Aussi, lorsqu’il eut reçu la confession du mourant, il lui dit de cette voix profonde qui trouvait si bien le chemin du cœur :

— Mon fils, vous avez vécu dans la foi de vos pères et de l’Église. Si Dieu vous rappelle à lui, vous pouvez partir sans crainte, le ciel s’ouvre à tous ceux qui ont combattu le bon combat pour son divin Christ. Cependant, avant de vous absoudre, songez encore une fois qu’il faut abandonner ici-bas toutes les arrière-pensées, les rancunes et les rigueurs ; Dieu se fait pour nous ce que nous nous faisons pour les autres, c’est avec une simplicité d’enfant qu’on l’approche le mieux.

Tout à l’heure, en arrivant ici, j’ai été péniblement surpris de rencontrer votre fils errant de pièce en pièce, banni de celle-là seule où était sa place, de cette chambre où souffrait son père. Il a été mon élève, à bien des titres il m’est cher, il était naturel qu’il m’ouvrît son cœur. J’ai donc su qu’un différend vous sépare, que vous avez souffert cruellement l’un par l’autre, et je me suis demandé si, comme ministre de Dieu et conseil d’une famille, je ne faillirais pas à ma mission en laissant désunies et troublées deux âmes qu’un pareil moment doit à tout prix confondre dans un même élan, une même prière, une même pensée ?
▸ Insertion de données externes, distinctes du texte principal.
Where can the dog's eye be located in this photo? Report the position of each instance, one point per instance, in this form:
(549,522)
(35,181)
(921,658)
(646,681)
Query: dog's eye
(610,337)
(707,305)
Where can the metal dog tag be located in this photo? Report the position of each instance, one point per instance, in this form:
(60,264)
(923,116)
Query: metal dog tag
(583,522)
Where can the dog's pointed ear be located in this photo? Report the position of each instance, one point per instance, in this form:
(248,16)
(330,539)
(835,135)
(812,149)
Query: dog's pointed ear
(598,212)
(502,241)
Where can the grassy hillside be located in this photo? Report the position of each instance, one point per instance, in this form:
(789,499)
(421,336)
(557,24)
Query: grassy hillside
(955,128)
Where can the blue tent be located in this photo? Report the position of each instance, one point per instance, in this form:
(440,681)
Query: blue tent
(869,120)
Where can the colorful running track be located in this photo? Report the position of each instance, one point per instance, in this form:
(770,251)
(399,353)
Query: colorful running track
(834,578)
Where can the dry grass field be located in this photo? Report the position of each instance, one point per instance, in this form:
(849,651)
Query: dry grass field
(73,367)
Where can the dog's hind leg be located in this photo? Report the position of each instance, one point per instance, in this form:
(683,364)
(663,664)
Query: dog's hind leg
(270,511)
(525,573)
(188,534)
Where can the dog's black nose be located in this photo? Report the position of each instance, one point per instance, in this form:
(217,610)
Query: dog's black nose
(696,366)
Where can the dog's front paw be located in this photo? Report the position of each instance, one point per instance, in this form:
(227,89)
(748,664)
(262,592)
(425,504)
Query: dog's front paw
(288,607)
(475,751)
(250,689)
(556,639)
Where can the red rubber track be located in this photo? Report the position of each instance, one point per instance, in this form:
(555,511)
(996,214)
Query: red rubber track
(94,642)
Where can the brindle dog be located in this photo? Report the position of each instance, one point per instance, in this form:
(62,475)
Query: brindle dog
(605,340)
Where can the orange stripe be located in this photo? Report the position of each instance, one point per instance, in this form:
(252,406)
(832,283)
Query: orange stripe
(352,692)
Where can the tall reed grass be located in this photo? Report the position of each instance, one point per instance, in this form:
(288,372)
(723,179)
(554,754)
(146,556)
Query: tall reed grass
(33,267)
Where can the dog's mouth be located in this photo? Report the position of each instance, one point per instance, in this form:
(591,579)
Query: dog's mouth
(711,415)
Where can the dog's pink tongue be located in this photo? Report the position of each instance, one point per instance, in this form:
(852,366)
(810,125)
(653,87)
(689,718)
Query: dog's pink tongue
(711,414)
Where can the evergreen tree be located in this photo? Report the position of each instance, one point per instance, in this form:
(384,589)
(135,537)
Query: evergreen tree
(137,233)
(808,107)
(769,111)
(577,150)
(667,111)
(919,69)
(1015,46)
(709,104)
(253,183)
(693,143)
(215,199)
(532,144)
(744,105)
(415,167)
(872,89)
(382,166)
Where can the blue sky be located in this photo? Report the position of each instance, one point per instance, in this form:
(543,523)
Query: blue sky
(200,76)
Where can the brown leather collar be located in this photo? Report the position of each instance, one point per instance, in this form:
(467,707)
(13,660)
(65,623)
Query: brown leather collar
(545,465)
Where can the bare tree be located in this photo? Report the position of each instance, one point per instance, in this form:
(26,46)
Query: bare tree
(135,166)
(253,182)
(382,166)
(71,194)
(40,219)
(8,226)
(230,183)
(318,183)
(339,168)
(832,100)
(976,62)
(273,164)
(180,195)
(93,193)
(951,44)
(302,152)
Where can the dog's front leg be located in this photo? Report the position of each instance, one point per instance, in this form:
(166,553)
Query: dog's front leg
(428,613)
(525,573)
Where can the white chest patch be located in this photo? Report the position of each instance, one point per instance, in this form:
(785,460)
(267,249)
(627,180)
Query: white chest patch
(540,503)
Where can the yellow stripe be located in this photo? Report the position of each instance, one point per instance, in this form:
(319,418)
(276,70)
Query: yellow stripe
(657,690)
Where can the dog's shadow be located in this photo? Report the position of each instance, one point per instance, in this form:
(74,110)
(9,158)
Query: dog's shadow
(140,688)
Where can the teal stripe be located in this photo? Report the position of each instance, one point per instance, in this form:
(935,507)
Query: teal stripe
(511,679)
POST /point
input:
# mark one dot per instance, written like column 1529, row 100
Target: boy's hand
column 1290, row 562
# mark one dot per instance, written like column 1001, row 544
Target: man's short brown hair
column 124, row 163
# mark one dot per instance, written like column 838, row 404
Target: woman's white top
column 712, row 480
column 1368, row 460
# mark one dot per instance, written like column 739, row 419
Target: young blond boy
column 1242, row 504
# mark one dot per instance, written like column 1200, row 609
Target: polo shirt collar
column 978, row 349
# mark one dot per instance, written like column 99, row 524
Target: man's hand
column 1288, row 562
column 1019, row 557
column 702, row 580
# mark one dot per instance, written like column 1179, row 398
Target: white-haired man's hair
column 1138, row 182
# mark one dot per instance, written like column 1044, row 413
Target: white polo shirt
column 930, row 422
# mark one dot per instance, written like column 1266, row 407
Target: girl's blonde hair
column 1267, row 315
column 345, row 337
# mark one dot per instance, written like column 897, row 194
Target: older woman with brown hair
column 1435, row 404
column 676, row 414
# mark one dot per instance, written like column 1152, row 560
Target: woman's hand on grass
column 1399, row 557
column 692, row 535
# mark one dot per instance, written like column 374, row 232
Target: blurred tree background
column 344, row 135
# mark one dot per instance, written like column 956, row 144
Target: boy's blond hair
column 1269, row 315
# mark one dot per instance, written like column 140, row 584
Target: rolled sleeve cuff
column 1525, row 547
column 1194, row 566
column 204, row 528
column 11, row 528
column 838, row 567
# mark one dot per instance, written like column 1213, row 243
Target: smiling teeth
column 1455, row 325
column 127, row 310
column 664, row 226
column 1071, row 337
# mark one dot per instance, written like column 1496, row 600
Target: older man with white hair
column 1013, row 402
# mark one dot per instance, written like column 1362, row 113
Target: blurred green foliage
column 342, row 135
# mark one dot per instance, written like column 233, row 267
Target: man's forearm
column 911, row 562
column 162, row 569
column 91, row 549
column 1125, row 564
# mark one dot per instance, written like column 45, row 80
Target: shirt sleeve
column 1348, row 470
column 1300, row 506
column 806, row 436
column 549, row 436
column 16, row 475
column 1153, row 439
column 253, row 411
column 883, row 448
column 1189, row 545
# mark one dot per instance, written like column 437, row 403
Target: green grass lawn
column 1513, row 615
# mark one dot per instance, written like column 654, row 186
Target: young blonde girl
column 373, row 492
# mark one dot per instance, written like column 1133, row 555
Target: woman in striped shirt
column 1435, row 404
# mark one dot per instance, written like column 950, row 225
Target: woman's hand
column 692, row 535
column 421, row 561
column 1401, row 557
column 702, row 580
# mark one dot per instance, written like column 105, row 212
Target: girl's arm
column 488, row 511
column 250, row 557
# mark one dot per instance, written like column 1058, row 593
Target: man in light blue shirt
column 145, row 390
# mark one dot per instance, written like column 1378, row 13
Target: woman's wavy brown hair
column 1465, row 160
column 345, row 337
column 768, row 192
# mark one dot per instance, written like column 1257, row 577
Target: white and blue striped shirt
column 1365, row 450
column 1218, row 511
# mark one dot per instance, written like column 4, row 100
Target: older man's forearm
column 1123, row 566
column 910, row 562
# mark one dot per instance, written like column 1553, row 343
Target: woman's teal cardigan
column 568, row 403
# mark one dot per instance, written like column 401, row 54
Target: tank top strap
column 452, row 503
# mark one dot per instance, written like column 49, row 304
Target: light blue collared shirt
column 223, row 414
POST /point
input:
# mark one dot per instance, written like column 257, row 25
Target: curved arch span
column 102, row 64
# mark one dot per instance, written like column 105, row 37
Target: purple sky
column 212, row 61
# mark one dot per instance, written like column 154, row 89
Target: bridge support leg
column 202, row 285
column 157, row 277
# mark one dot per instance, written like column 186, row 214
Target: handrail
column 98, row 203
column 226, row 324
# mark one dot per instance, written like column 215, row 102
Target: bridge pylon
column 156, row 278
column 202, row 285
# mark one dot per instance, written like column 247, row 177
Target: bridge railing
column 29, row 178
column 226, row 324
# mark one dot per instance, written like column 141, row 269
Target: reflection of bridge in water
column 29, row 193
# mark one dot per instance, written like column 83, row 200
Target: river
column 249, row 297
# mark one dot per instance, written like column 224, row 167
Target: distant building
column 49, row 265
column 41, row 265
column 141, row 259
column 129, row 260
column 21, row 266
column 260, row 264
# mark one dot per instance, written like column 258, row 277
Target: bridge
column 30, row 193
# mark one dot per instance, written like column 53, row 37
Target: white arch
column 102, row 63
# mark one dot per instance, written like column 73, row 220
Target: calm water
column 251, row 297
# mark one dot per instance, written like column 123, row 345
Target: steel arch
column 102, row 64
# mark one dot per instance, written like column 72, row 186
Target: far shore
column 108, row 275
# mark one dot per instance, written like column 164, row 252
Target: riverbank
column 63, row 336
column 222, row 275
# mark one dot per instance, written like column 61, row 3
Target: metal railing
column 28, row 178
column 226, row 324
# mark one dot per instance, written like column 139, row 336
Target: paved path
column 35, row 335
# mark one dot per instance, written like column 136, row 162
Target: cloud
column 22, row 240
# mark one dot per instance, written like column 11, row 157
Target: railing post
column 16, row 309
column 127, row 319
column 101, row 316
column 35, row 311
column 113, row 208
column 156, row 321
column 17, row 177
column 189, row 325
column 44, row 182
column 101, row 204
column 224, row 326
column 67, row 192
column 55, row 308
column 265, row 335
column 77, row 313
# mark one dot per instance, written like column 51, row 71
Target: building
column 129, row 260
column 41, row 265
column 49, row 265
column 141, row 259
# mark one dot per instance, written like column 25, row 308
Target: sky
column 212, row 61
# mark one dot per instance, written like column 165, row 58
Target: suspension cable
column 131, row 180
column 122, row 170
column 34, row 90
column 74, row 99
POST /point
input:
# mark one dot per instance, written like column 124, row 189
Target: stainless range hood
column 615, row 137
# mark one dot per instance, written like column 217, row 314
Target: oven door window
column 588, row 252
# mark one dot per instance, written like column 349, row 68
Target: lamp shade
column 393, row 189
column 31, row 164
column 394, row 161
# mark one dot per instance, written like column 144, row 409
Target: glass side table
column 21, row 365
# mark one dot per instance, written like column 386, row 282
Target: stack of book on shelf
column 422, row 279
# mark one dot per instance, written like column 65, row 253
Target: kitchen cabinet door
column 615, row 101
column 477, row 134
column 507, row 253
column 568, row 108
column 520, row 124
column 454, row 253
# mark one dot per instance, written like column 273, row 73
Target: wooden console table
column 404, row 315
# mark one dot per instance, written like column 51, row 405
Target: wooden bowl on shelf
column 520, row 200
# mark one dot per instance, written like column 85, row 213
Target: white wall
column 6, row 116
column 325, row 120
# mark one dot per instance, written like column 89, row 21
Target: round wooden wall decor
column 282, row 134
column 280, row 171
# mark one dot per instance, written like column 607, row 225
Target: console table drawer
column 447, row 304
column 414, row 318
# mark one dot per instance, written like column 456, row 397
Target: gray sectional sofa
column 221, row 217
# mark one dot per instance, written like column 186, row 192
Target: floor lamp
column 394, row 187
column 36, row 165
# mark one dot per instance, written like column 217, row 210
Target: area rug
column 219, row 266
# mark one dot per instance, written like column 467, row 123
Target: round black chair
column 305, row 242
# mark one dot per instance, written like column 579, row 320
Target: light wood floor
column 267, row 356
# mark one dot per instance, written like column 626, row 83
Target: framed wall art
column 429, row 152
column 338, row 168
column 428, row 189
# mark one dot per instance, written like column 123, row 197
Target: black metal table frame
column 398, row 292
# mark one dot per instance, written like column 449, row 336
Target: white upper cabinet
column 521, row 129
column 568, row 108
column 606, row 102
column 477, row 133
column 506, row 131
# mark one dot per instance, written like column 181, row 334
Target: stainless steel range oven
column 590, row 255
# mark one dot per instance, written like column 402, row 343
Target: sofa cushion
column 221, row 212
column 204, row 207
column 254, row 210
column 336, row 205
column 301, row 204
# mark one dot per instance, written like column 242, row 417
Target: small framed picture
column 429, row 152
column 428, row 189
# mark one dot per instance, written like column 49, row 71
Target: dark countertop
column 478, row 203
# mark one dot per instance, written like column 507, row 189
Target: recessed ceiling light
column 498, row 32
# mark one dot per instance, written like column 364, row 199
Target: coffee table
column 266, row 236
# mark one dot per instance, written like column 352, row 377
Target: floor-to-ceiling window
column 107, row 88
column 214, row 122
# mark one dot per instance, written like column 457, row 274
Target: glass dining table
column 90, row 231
— J’ai pardonné, articula avec effort le vieillard.

— Cette parole, il faut que votre enfant la reçoive de votre bouche. Et s’il vous adressait alors une suprême requête, au nom de son bonheur, de l’avenir de votre maison, vous sentiriez-vous le droit, devant Dieu, de le repousser cette dernière fois ?

Le comte eut une flamme sombre dans les yeux.

— Un fils, dit-il à voix basse, mais très distincte, qui violenterait ainsi son père à son lit de mort ne serait pas un fils. Ne savez-vous pas que ce qu’il demande est impossible ?

— Impossible de par la loi de vos chimères humaines, reprit le prêtre durement, et c’est au nom de ces préjugés sans consistance, échafaudés par votre étroite vanité, que vous vous justifierez devant Dieu d’avoir désespéré votre enfant ? Eh bien ! moi qui vous assiste de la part de ce souverain maître, je vous dis : Faites acte de pitié, faites acte de justice, pendant qu’il en est temps encore. Le christianisme ne connaît pas vos aristocraties, sa voie est toute large ouverte, tandis que, inaccessibles dans votre orgueil, vous restez, pour vos semblables, impitoyablement fermés. Oubliez tout ce qui finit à la terre, ne soyez plus qu’uniquement, absolument chrétien.